Mercredi 14 novembre, la conférence à l’Université de Genève de la haut-commissaire aux Droits humains, Michelle Bachelet, a été brièvement perturbée par deux femmes mapuches qui ont déployé une banderole interpellant l’ex-présidente du Chili sur les violations aux droits humains commises envers le principal peuple autochtone du pays. Les deux femmes ont été rapidement évacuées de l’estrade par le personnel de sécurité, au milieu d’une assistance divisée entre attitudes de solidarité envers la cause mapuche et réactions outrées, voire agressives, vis-à-vis de l’action des deux femmes. Quoi qu’il en soit, Madame Bachelet a poursuivi sa conférence, sans aborder cette thématique.

Au nom des lois antiterroristes

Hasard terrible du calendrier, ce même jour, dans la communauté de Temucuicui, au sud du Chili, des membres du commando spécial des forces de police Jungla (entraînées en Colombie et aux Etats-Unis) abattaient de plusieurs balles dans le dos un jeune agriculteur mapuche, Camilo Catrillanca, qui rentrait son tracteur, et interpellaient de manière musclée le mineur qui l’accompagnait.
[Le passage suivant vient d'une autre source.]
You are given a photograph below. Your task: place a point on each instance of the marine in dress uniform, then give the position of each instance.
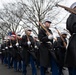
(60, 51)
(70, 60)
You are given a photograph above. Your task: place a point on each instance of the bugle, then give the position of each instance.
(67, 8)
(64, 43)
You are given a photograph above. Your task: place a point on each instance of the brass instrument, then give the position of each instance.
(47, 32)
(64, 43)
(67, 8)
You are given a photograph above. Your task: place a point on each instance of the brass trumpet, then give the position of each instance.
(67, 8)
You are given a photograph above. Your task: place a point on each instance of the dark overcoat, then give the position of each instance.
(27, 50)
(44, 48)
(60, 51)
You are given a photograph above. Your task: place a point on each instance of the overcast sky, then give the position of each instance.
(67, 3)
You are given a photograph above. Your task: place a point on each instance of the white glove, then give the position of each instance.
(10, 46)
(50, 37)
(6, 47)
(17, 44)
(0, 52)
(28, 42)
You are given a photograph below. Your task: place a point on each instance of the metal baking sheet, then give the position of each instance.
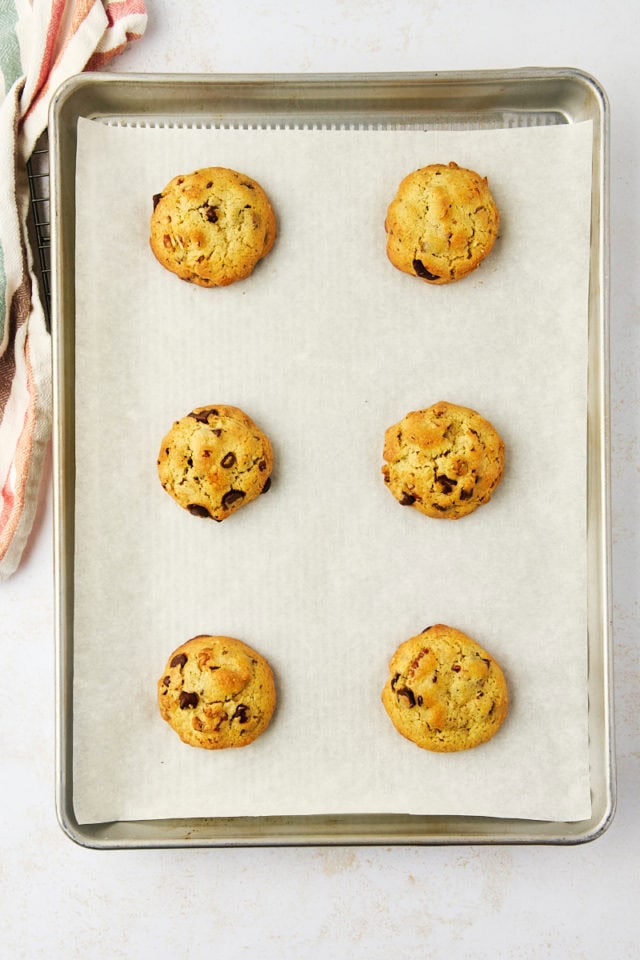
(466, 101)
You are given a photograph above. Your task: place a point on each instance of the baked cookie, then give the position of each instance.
(214, 461)
(442, 222)
(217, 692)
(212, 226)
(445, 461)
(444, 692)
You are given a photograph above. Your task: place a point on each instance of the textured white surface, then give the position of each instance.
(528, 903)
(328, 574)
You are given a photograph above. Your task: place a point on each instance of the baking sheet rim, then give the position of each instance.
(243, 830)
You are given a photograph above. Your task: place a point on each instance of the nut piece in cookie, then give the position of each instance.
(212, 226)
(444, 691)
(214, 461)
(442, 223)
(444, 461)
(217, 692)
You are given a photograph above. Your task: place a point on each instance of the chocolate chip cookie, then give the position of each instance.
(444, 691)
(442, 223)
(217, 692)
(444, 461)
(214, 461)
(212, 226)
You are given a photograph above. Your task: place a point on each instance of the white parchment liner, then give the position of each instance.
(325, 346)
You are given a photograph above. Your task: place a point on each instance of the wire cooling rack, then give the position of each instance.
(38, 175)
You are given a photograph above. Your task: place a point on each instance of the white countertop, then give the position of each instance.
(61, 900)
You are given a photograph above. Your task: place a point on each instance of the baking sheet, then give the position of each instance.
(325, 346)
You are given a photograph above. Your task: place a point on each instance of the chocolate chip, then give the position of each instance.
(231, 496)
(422, 271)
(446, 483)
(241, 713)
(188, 700)
(198, 510)
(409, 694)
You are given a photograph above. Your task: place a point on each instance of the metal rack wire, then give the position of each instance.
(38, 175)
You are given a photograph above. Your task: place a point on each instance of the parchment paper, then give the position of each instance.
(325, 346)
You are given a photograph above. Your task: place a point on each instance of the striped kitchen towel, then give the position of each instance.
(42, 42)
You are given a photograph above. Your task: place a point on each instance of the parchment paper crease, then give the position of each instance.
(325, 346)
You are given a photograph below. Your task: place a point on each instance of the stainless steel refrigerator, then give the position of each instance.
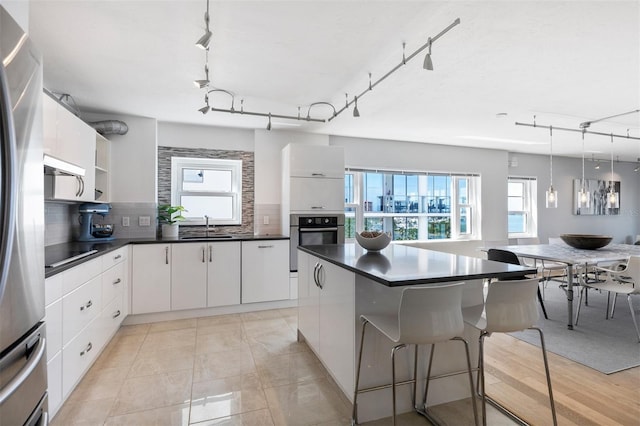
(23, 374)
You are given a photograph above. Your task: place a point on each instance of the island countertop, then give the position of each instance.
(399, 265)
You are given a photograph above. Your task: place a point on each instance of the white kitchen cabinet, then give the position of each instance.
(188, 276)
(223, 273)
(265, 270)
(318, 161)
(326, 312)
(68, 138)
(316, 195)
(151, 278)
(308, 301)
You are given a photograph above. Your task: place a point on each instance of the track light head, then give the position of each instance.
(203, 42)
(428, 63)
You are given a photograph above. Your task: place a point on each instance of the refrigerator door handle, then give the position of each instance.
(18, 379)
(7, 180)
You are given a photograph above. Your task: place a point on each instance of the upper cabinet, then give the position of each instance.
(68, 138)
(316, 161)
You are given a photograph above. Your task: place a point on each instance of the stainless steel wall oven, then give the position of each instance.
(308, 230)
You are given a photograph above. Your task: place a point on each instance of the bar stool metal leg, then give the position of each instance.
(354, 414)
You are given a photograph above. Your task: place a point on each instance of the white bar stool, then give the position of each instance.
(426, 315)
(509, 306)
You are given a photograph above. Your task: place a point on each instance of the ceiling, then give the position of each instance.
(564, 62)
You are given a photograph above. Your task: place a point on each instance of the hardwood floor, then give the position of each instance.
(583, 396)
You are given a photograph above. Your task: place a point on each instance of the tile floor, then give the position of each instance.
(240, 369)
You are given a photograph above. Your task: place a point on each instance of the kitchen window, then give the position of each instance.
(411, 205)
(522, 207)
(207, 187)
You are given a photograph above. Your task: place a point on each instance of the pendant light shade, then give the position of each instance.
(613, 197)
(551, 194)
(584, 200)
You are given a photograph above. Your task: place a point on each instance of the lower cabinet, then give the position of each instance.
(265, 270)
(85, 306)
(151, 278)
(326, 315)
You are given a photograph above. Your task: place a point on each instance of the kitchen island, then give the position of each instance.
(338, 283)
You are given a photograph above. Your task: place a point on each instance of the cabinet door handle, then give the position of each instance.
(87, 349)
(320, 269)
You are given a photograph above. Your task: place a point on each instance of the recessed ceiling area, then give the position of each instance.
(564, 62)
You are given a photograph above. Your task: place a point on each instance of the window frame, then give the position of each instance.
(356, 207)
(530, 206)
(178, 164)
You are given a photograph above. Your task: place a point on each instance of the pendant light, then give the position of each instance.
(612, 197)
(551, 194)
(584, 201)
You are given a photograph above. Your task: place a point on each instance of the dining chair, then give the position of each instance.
(622, 280)
(510, 306)
(426, 315)
(506, 256)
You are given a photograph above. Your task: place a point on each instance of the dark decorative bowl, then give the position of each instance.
(586, 241)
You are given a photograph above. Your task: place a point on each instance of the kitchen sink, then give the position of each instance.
(208, 237)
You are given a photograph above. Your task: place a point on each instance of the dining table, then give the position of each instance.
(573, 257)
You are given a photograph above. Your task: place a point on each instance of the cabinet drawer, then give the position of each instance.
(52, 289)
(113, 281)
(80, 307)
(78, 355)
(75, 277)
(114, 257)
(53, 319)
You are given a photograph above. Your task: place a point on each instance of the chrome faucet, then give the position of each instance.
(206, 218)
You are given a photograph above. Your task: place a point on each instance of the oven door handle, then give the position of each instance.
(25, 372)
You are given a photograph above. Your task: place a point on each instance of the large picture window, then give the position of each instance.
(207, 187)
(411, 205)
(521, 206)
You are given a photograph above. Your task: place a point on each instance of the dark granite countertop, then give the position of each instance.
(57, 252)
(399, 265)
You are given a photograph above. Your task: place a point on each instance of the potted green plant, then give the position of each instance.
(169, 217)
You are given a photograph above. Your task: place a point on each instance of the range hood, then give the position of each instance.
(56, 166)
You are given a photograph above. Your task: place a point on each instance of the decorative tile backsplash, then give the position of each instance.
(164, 183)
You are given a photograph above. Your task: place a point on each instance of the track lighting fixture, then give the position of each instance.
(428, 64)
(200, 84)
(205, 109)
(203, 42)
(552, 194)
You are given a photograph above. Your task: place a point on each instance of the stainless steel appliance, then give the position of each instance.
(308, 230)
(23, 374)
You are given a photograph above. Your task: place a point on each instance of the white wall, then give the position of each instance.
(19, 11)
(396, 155)
(194, 136)
(134, 159)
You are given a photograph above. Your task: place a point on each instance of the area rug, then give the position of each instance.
(604, 345)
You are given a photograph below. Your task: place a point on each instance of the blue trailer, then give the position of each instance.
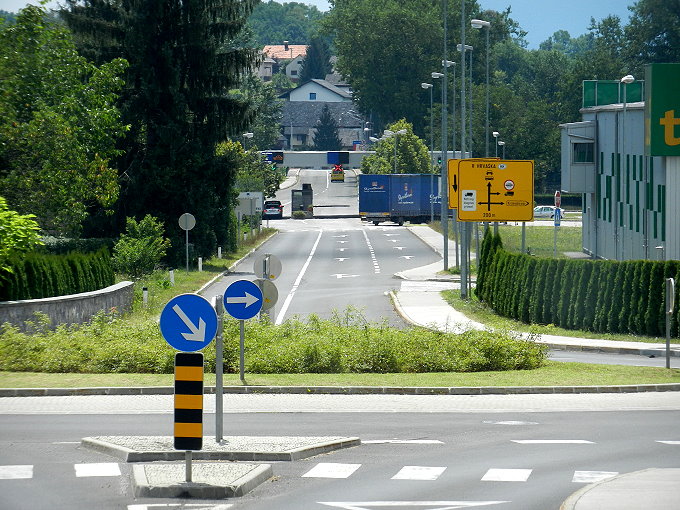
(399, 197)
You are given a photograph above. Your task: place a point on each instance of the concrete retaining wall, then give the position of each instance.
(71, 309)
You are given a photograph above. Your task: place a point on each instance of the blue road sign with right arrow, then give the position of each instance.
(188, 322)
(243, 300)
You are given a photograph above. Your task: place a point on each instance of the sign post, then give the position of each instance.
(243, 301)
(186, 223)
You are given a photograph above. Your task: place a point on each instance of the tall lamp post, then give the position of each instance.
(479, 24)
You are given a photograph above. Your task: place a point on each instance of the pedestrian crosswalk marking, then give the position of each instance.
(97, 469)
(17, 472)
(419, 473)
(331, 470)
(592, 476)
(507, 475)
(551, 441)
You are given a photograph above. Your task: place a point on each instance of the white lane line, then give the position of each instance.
(17, 472)
(97, 469)
(551, 441)
(289, 297)
(331, 470)
(419, 473)
(429, 505)
(506, 475)
(592, 476)
(402, 441)
(376, 266)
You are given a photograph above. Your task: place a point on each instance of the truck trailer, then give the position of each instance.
(399, 197)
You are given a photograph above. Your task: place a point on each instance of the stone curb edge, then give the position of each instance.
(241, 486)
(344, 390)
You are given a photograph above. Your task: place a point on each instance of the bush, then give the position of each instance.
(141, 248)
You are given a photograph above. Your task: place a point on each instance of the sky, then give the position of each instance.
(541, 18)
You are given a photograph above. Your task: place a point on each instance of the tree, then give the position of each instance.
(317, 62)
(18, 233)
(411, 152)
(653, 33)
(326, 136)
(184, 59)
(58, 123)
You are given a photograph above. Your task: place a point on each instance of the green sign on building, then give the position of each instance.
(662, 109)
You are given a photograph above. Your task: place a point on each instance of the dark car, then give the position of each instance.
(272, 209)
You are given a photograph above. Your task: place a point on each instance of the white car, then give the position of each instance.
(547, 211)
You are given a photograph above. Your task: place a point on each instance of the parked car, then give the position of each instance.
(547, 211)
(272, 209)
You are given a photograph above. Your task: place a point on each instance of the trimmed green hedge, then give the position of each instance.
(36, 275)
(603, 296)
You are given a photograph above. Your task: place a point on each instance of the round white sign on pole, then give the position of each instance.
(270, 294)
(267, 266)
(187, 221)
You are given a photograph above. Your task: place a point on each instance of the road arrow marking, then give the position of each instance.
(197, 333)
(248, 300)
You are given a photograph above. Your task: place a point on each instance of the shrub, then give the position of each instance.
(141, 248)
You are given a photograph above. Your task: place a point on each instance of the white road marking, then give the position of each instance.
(331, 470)
(17, 472)
(419, 473)
(430, 505)
(97, 469)
(507, 475)
(592, 476)
(203, 506)
(374, 259)
(296, 284)
(402, 441)
(551, 441)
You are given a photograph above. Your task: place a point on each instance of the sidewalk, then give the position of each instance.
(427, 308)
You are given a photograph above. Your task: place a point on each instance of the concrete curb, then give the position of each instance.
(204, 477)
(345, 390)
(127, 454)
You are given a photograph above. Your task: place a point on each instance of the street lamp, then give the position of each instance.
(479, 24)
(626, 80)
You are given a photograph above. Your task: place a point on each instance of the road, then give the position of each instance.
(527, 451)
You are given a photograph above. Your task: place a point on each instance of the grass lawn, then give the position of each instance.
(552, 374)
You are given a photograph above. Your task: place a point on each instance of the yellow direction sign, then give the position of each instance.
(454, 181)
(500, 190)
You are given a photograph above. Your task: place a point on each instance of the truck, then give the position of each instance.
(399, 197)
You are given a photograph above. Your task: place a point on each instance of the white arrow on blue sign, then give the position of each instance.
(243, 300)
(188, 322)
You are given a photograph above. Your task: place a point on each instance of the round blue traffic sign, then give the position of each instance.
(243, 300)
(188, 322)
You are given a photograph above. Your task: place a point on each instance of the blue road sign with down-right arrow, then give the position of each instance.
(243, 300)
(188, 322)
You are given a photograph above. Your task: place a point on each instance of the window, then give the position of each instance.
(584, 153)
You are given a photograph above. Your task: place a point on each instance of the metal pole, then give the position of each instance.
(219, 369)
(464, 244)
(242, 357)
(486, 152)
(187, 459)
(444, 177)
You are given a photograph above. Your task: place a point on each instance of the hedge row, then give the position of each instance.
(603, 296)
(36, 275)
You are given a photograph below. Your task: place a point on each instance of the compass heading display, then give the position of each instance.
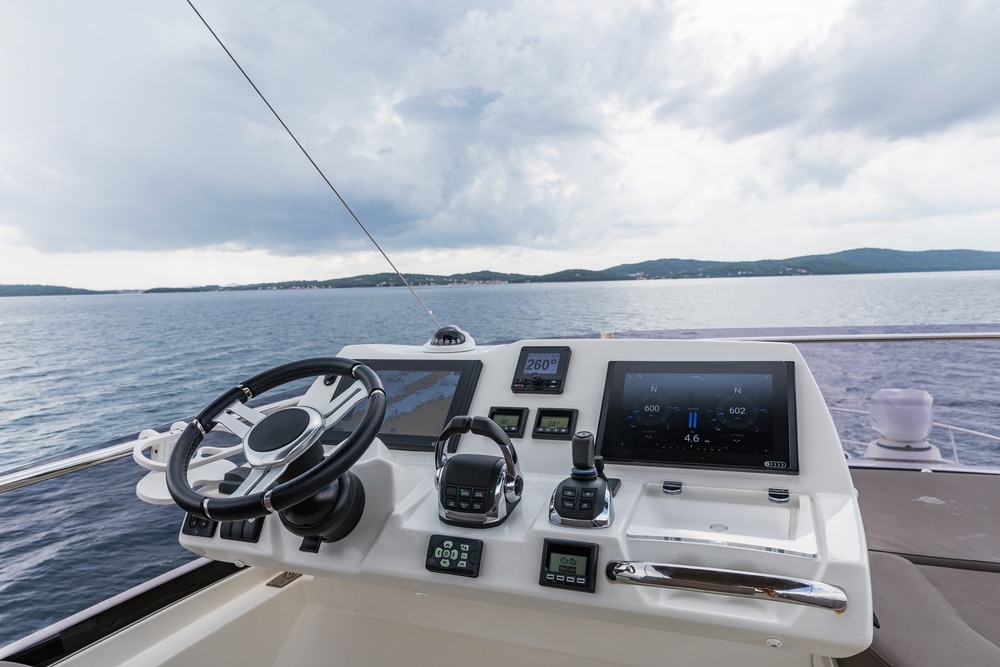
(726, 415)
Comme ses prédécesseurs, et son actuel successeur, Bachelet a participé à criminaliser les revendications mapuches

Le nom de Camilo Catrillanca vient ainsi s’ajouter à la liste de jeunes mapuches qui ont perdu la vie face aux forces policières chiliennes depuis le début des années 2000. Les auteurs de ces morts jouissent d’une totale impunité, facilitée par la dénomination de «terroristes» accolée aux revendications mapuches qui recouvrent, notamment, la reconnaissance constitutionnelle, le droit à l’autodétermination, la récupération des terres usurpées dans un processus de colonisation qui perdure. Comme ses prédécesseurs, et son actuel successeur, Michelle Bachelet a participé à criminaliser ces revendications en appliquant durant ses deux mandats (2006-2010 et 2014-2018) la loi antiterroriste instaurée durant la dictature du général Pinochet.

Fracture de la société chilienne

Dans un contexte politique marqué par une profonde polarisation gauche-droite et une gouvernance néolibérale facilitant à outrance le développement de projets extractifs sur les territoires autochtones, la question mapuche a le triste privilège de transcender les clivages partisans. Elle exprime de manière emblématique les profondes fractures de la société chilienne, l’une des plus inégalitaires qui soient. Allant bien au-delà de la dimension économique, ces fractures sont en lien direct avec l’histoire de l’Etat-nation chilien et de sa mémoire. Les difficultés à considérer la dette historique envers les peuples autochtones, le refus d’ouvrir un vrai dialogue sur la question territoriale, et d’agir sur les mécanismes structurels d’exclusion et de discrimination endurés par les autochtones sont autant de manières d’attiser une violence étatique ancrée dans l’amnésie collective – une violence loin d’être symbolique, puisqu’elle tue impunément.


Anne Lavanchy est anthropologue à la HES-SO – HETS Genève; Anahy Gajardo est anthropologue à l'Université de Neuchâtel, Irène Hirt est géographe à l'Université de Genève.